Financial reporting is one of the primary duties of a financial accountant. By maintaining the integrity of the components of a financial statement, he can earn the trust of the investors and ensure that the company's assets are invested appropriately. But to maintain the reliability of the financial statements is not an easy job as the method to produce financial reports are always changing. Accounting has always been a reactive service, changing and developing to meet the practical needs created by the environment in which it operates.
Therefore, a financial accountant is always required to be skeptical and maintain a proactive approach when analyzing financial statements. A statement depicting a profit figure was always welcomed by investors until the Enron and WorldCom scandal. These scams highlight the issue that accounting numbers are acquiescent. And they are getting squishier as the use of estimates in the company account increases. This vulnerability of accounting figures puts investors' capital at risk by misleading them to unprofitable investment ventures.
Due to rapid changes in business operations accounting has shifted from simple tallying of cash transactions to "accrual accounting", where profits and expenses are recorded when incurred and forward-looking estimates are playing a critical role in measuring company profits. These estimates got a bigger boost when assets and liabilities were recorded at 'fair-value' rather than at historic cost. The argument was that fair-value numbers were up-to-date and more relevant than historic cost.
But it also gave a precaution that heavier reliance on estimates might result in volatile profits. Post Enron scandal efforts were made by the both side of the Atlantic to urge companies utilize 'fair value' methods to value their assets and liabilities. In June, in its report, America's Securities and Exchange Commission, endorsed fair-value accounting, so that accounts are more simplified and reduce structuring of transactions by firms. However, critics still believe that estimates are still prone to manipulation.

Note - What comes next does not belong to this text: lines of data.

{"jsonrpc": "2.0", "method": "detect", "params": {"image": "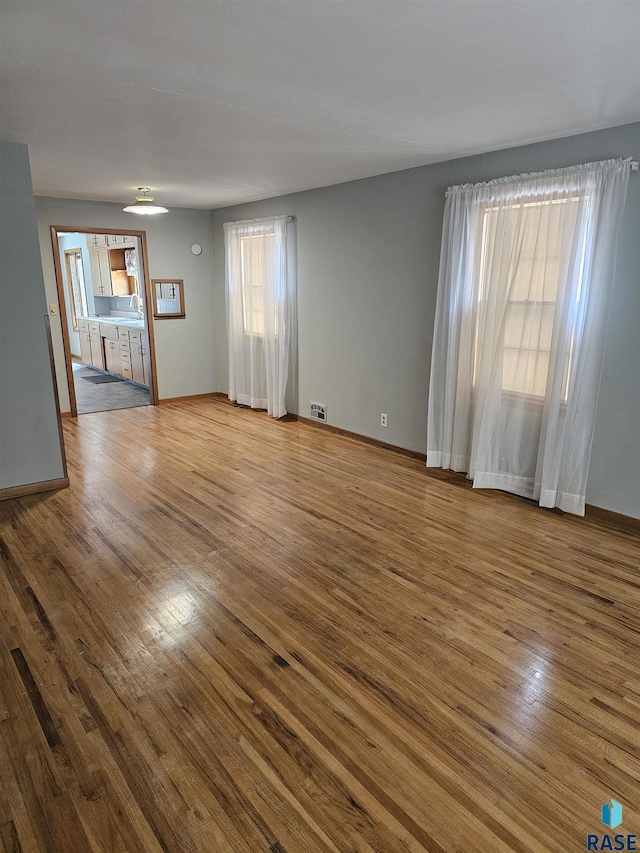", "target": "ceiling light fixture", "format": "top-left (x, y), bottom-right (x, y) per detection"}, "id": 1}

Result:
top-left (123, 187), bottom-right (168, 215)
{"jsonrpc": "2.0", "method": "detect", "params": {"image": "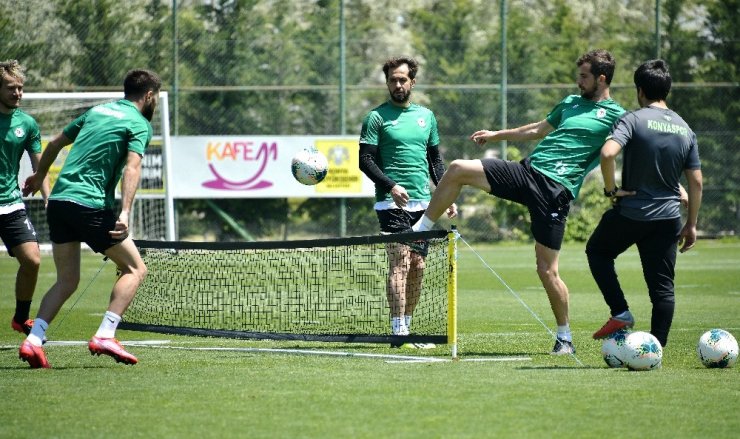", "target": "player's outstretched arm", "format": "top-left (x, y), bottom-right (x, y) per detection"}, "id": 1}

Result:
top-left (470, 119), bottom-right (553, 145)
top-left (22, 133), bottom-right (72, 196)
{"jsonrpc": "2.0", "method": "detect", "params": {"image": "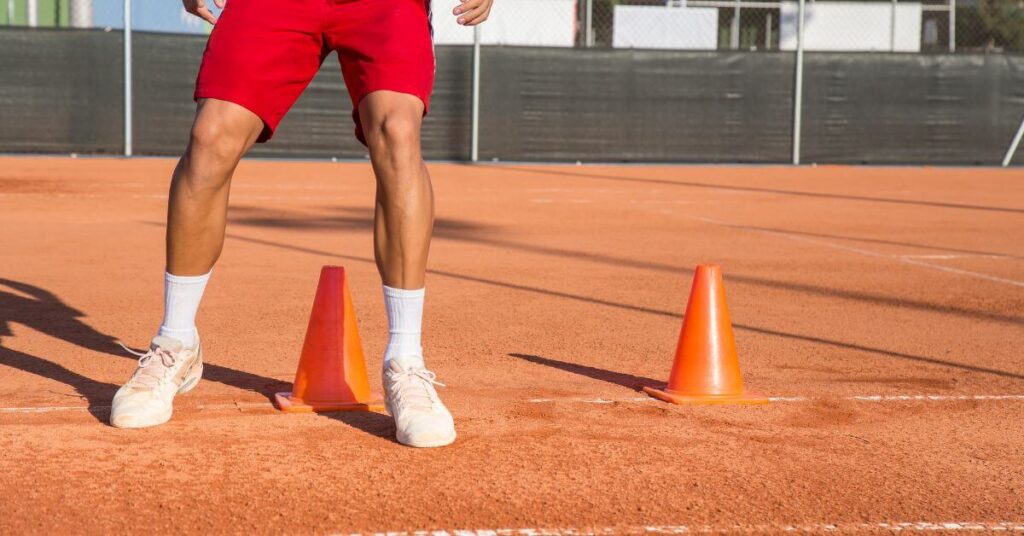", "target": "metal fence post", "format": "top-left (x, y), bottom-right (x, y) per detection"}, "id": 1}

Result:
top-left (890, 0), bottom-right (897, 52)
top-left (70, 0), bottom-right (92, 28)
top-left (948, 0), bottom-right (955, 53)
top-left (27, 0), bottom-right (37, 26)
top-left (1002, 115), bottom-right (1024, 167)
top-left (470, 24), bottom-right (480, 162)
top-left (791, 0), bottom-right (805, 165)
top-left (730, 0), bottom-right (740, 50)
top-left (124, 0), bottom-right (132, 156)
top-left (584, 0), bottom-right (593, 47)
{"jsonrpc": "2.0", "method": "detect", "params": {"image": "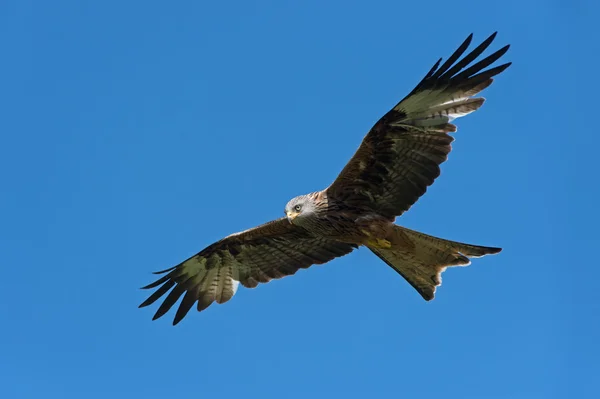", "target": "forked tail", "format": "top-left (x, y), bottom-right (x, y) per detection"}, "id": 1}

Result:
top-left (369, 225), bottom-right (501, 300)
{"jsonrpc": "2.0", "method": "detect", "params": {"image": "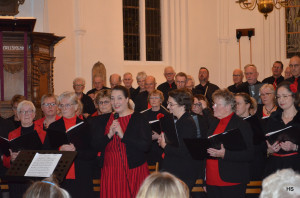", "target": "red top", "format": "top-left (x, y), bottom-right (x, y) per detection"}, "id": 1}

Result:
top-left (206, 112), bottom-right (240, 186)
top-left (3, 124), bottom-right (46, 168)
top-left (91, 111), bottom-right (99, 117)
top-left (62, 115), bottom-right (77, 180)
top-left (34, 115), bottom-right (61, 130)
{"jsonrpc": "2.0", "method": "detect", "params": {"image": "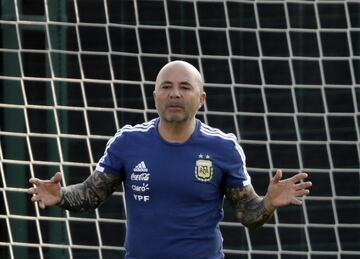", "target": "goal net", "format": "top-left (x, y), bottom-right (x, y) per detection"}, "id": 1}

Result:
top-left (0, 0), bottom-right (359, 258)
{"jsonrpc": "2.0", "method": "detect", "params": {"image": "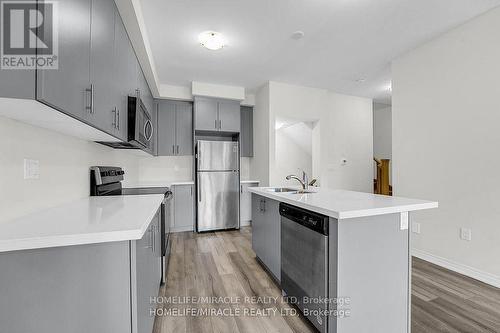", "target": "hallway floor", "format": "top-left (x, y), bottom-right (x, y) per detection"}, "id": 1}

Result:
top-left (154, 228), bottom-right (500, 333)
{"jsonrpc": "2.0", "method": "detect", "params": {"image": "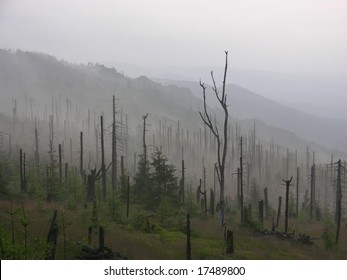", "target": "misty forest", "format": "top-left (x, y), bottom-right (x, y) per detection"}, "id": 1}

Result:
top-left (0, 49), bottom-right (346, 260)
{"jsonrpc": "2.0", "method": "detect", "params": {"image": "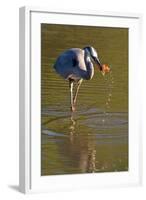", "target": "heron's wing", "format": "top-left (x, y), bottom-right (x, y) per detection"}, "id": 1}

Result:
top-left (54, 48), bottom-right (87, 80)
top-left (72, 57), bottom-right (79, 67)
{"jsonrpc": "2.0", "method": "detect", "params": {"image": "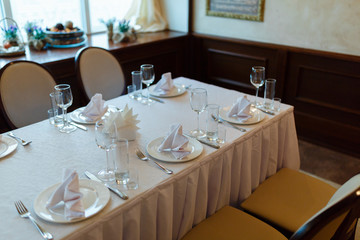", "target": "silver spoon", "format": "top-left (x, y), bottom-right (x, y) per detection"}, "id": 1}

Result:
top-left (7, 132), bottom-right (32, 146)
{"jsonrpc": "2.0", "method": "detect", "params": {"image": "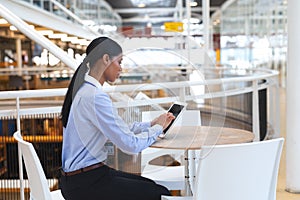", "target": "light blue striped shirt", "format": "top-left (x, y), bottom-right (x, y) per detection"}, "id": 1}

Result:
top-left (62, 74), bottom-right (163, 172)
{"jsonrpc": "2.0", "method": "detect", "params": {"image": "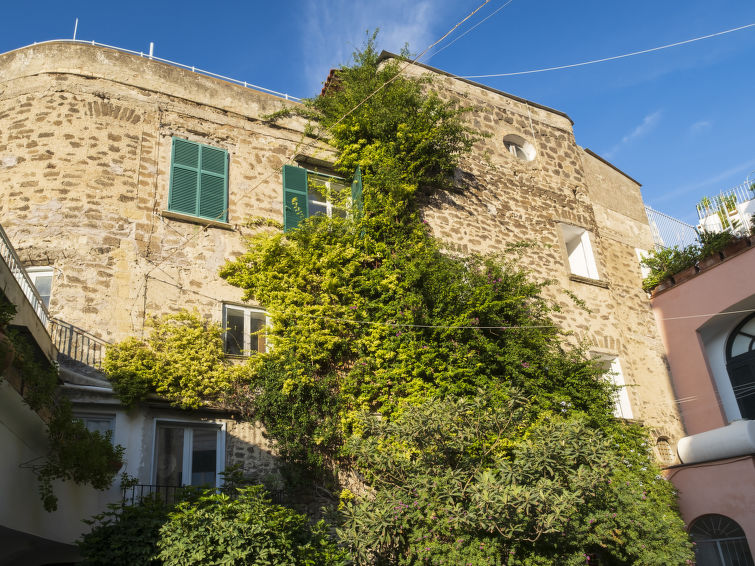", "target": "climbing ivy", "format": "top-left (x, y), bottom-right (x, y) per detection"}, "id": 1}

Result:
top-left (0, 297), bottom-right (123, 512)
top-left (103, 311), bottom-right (243, 409)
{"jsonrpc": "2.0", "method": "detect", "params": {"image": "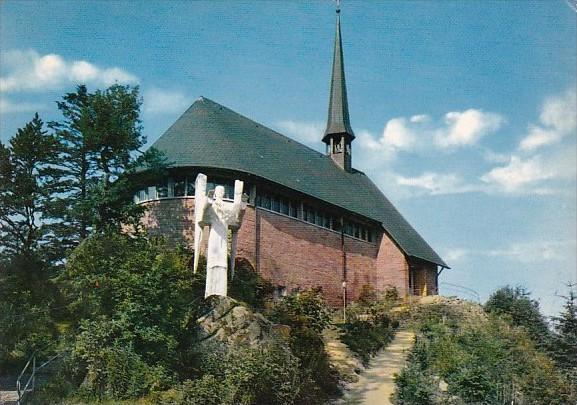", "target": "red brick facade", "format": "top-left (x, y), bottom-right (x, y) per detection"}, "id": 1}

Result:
top-left (140, 197), bottom-right (437, 306)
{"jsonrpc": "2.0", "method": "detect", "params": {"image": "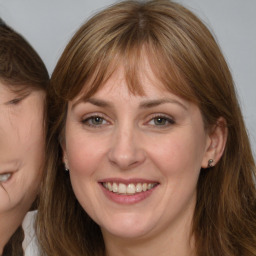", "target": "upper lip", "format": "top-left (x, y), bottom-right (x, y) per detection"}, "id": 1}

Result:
top-left (0, 171), bottom-right (14, 176)
top-left (0, 169), bottom-right (17, 175)
top-left (0, 169), bottom-right (19, 179)
top-left (0, 161), bottom-right (20, 175)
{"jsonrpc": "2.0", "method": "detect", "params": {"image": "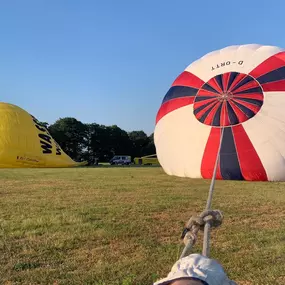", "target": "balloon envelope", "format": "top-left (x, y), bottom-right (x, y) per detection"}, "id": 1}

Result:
top-left (0, 102), bottom-right (87, 168)
top-left (154, 44), bottom-right (285, 181)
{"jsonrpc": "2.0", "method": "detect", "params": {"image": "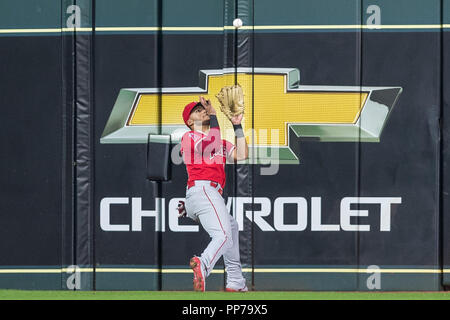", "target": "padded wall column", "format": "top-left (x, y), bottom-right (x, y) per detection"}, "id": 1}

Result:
top-left (73, 0), bottom-right (95, 290)
top-left (442, 0), bottom-right (450, 287)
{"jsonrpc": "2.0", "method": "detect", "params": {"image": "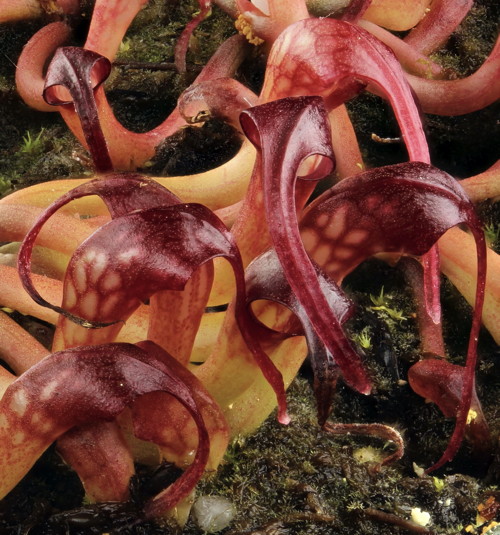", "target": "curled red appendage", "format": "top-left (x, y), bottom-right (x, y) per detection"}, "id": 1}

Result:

Brauch Lev of New York University's Stern School of Business, and Siyi Li and Theodore Sougiannis, from the University of Illionis at Urbana-Champaign, in their study concluded that estimates, which they were expecting to improve the decision making of the managers by giving them a means to impart their forward-looking views, were not useful at all. In other words they were not reliable and did not really help investors to predict company's future earnings and cash flows.
The three analyzed 3,500-4,500 companies a year from 1988 to 2002 trying to "predict" future performance with five models in which historic cash flows and estimates were used to different degrees. The trio concluded that cash flows gave a robust future prediction, but when estimates were added they got little help in predicting future performance. Mr. Lev blamed the fast-changing, complex world, and earning manipulation for the difficulty of making a good estimate.